2014 Wiley-Silver Prize Winner


Dr. Kathryn Shively Meier is the 2014 recipient of the Wiley-Silver Prize for her book Nature's Civil War: Common Soldiers and the Environment in 1862 Virginia. Meier's work provides a fresh new perspective on the Shenandoah and Peninsula Campaigns, detailing the unfamiliar and harsh environmental conditions both Union and Confederate troops faced as they attempted to wage war. As soldiers built informal networks of healthcare rooted in their prewar experiences, they likewise had to adjust their ideas of race, class, and masculinity in order to survive amidst arduous conditions. Meier argues that soldiers often relied on self-care rather than the unreliable military medical infrastructure- a decision that challenged army discipline and changed definitions of health care. Dr. Meier received her doctorate from The University of Virginia in 2010 and is currently an assistant professor at Virginia Commonwealth University.  

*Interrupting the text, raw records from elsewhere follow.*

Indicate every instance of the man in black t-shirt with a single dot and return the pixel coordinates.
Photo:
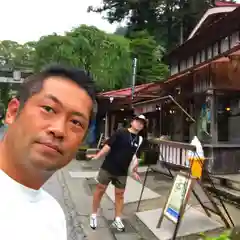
(121, 151)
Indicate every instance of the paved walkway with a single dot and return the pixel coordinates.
(75, 195)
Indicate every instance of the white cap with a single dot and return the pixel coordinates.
(141, 117)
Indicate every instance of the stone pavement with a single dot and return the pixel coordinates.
(75, 195)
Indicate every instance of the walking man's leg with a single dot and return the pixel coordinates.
(120, 184)
(97, 197)
(104, 179)
(119, 201)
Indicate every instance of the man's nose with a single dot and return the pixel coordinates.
(58, 128)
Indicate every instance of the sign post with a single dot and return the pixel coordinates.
(134, 76)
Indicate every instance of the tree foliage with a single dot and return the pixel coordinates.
(149, 54)
(107, 57)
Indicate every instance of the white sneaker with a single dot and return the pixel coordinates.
(118, 224)
(93, 221)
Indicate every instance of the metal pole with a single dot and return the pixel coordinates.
(134, 75)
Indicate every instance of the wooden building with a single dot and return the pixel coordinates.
(202, 95)
(116, 107)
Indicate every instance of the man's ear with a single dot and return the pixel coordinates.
(12, 111)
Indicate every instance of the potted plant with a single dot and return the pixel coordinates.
(223, 236)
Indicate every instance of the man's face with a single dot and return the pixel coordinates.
(47, 132)
(137, 124)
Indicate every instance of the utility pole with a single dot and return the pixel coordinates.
(134, 76)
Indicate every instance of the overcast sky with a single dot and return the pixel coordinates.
(26, 20)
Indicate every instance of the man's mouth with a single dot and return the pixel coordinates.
(52, 146)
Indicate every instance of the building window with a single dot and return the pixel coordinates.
(209, 53)
(234, 39)
(174, 68)
(190, 62)
(224, 44)
(198, 58)
(182, 65)
(215, 50)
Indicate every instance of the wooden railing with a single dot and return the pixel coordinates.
(174, 153)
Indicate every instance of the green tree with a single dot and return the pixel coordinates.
(105, 56)
(166, 20)
(149, 55)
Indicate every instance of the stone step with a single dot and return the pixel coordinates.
(227, 194)
(231, 181)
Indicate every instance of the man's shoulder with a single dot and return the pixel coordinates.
(122, 131)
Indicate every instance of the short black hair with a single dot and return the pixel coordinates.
(34, 83)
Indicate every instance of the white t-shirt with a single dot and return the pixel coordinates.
(28, 214)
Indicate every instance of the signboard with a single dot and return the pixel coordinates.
(146, 108)
(178, 197)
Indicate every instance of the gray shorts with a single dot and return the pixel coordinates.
(104, 178)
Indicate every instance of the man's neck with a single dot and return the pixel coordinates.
(18, 172)
(132, 130)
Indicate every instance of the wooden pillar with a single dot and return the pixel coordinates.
(160, 120)
(106, 133)
(113, 117)
(213, 112)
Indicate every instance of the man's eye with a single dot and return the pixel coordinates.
(77, 123)
(48, 109)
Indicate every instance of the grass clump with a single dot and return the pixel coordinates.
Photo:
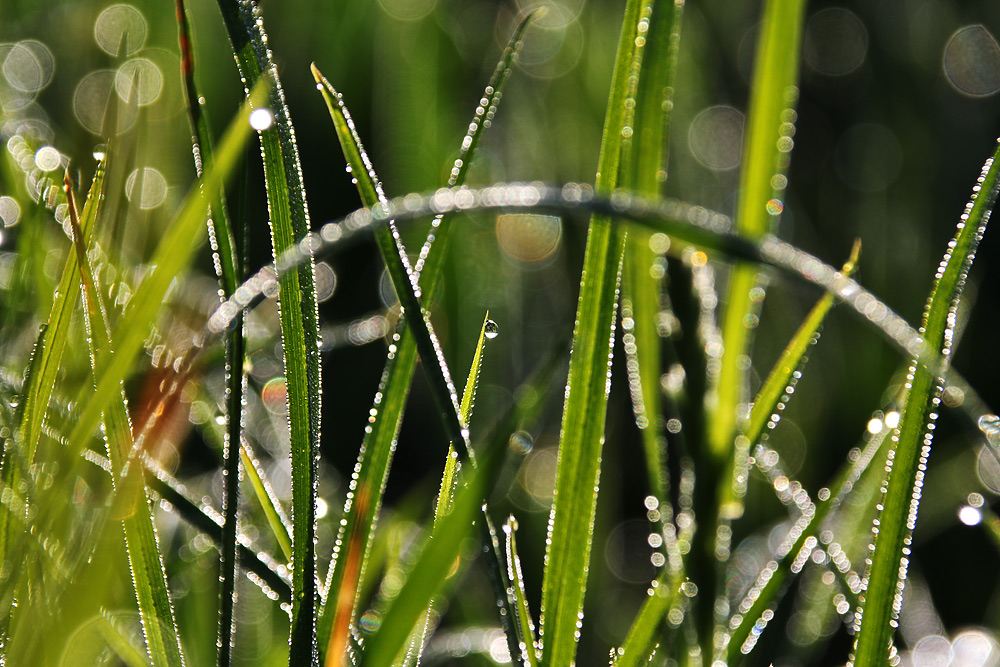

2013 Wiley-Silver Prize Winner


Dr. Glenn David Brasher is the 2013 recipient of the Wiley-Silver Prize for his book The Peninsula Campaign & the Necessity of Emancipation: African Americans & the Fight for Freedom. Brasher's research is a powerful reevaluation of the Peninsula Campaign and the push for emancipation. The campaign was General George B. McClellan's failed attempt to take Richmond, the Confederate capital. Brasher argues that the participation of enslaved African Americans in the campaign did more to enact emancipation than the Battle of Antietam, as previous historians have asserted. Northerners became increasingly sympathetic to emancipation as a necessity of the war effort after the Peninsula Campaign. The military action also spurred President Abraham Lincoln to issue his Emancipation Proclamation in 1863. Brasher successfully demonstrates the importance of the Peninsula Campaign and the participation of the enslaved in the war for their freedom.



2012 Wiley-Silver Prize Winner


Dr. Barbara Gannon recieved the Wiley-Silver Prize for her book, The Won Cause: Black and White Comradeship in the Grand Army of the Republic. Her book explores the role of comradeship in fostering interracial cooperation in the GAR. Their sense of camaraderie, she says, was strong enough to overcome racism and even facilitated the creation of a new, interracial Civil War memory in opposition to the Lost Cause—the “Won Cause.”  Together, black and white veterans came to remember the Civil War as a war not only for the Union, but for emancipation as well. Gannon received her doctorate from Penn State in 2005 and is currently an assistant professor of history at the University of Central Florida.



Bell Irvin Wiley


Bell Irvin Wiley, born in 1906, joined the University of Mississippi's history department in 1938 and worked alongside Silver until departing for military service in 1943. Wiley served as a First Lieutenant and historical office in the Army Ground Forces Headquarters in Washington, D.C. Wiley is renowned for his The Life of Johnny Reb (1943) and The Life of Billy Yank (1952), as well as a number of other influential works in Civil War and southern history. By the time of his death in 1980, Wiley had accumulated more than 50 years of classroom experience and had authored, co-authored, and edited 24 books while serving at universities such as the University of Southern Miss, Louisiana State University, and Emory University.


James W. Silver


Serving as a history professor at the University of Mississippi from 1936 to 1964, James W. Silver was an established and respected figure on campus. Silver, born in 1907, served as chair of the department from 1946 to 1957. Although Silver is best known for his influential Mississippi: The Closed Society (1964), Silver was also a historian of the Civil War. He is the author of Confederate Morale and Church Propaganda (1957) and A Life for the Confederacy (1959). Silver would end his teaching career at Notre Dame.